The discussion paper adds: “The work that is required to allow all members of society equitable access to a driver’s license, requires not only renewed support and action from ICBC but from a wide collection of ministries.”

And the paper makes 46 recommendations, including:

  • “1. The Government will mandate relevant cultural competency training for all employees and those representing ICBC through appointed agents. The training will delve into and contribute to a better understanding of the history of drivers licensing for Indigenous Peoples and the Truth and Reconciliation Report.
  • “2. ICBC will improve communication to Indigenous communities on road test availability and take into account dates and events of cultural relevance in the region when scheduling. Priority testing spaces will be given to those from the community. . . .”

ICBC’s response to the discussion paper included this in The Prince George Citizen:

“An ICBC spokesperson said ICBC has been meeting and working with Sager since 2018 and is committed to working with Indigenous communities and Indigenous-operated driving schools to improve the delivery of insurance and driver licensing services across the province.

“In 2019 ICBC worked on removing several top barriers impacting Indigenous people from obtaining a driver’s license. . . .

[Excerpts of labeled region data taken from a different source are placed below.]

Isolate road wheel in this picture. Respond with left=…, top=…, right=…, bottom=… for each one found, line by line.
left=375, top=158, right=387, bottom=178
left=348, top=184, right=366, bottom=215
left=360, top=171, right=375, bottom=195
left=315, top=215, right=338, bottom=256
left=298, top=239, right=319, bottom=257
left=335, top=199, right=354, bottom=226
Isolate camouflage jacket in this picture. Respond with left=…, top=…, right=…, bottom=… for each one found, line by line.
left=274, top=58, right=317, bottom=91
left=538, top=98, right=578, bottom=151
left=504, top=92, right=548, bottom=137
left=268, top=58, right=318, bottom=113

“Other changes included allowing students travelling a great distance to take a learner’s test to retake it once that same day if they had failed. As many remote communities do not have windshield repair facilities, ICBC also modified the rules around broken windshields allowing the vehicle to be used during the road test as long as the driver could see well.

“ICBC is on track to have equipment that will allow them to deliver their services to remote areas, rather than having people come to one of their offices, operational by 2022, the ICBC spokesperson added.”

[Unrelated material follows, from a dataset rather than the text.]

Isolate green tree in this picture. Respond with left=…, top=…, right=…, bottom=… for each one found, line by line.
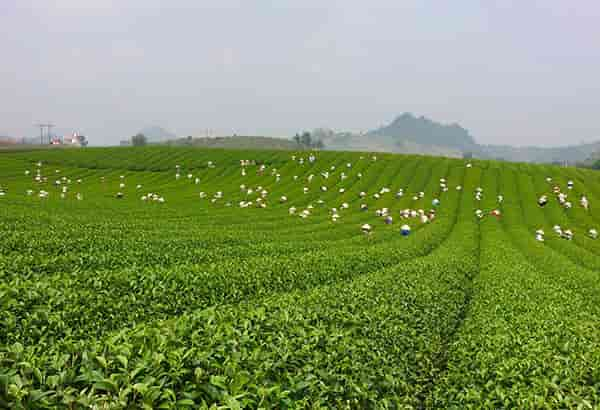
left=131, top=134, right=148, bottom=147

The push for action the licensing issue is supported by the First Nations LNG Alliance.

Alliance director Clifford White says: “Having a driver’s licence is critical to the success of Indigenous peoples,  especially in the light of Reconciliation.

“We are at a point of Indigenous peoples engaging in skills training, higher education and employment opportunities, which sets them up for independence, self-reliance, and proactively engaged with our socio-economic prospects.

“Driver’s licences are one of the essential skills for success. This provides Indigenous peoples with the opportunity to bring the children safely to daycare; transit their family to medical appointments, educational institutions, and their places of work; even before heading off to work themselves.

“Without a driver’s licence one is doomed to failure, loss of jobs, constantly being late, and potentially ending up in prison.

“We all need to do our part in ensuring that the pathway to Reconciliation is set up for success, and whatever driver’s training opportunities that we can provide to indigenous peoples is a win/win for everyone.”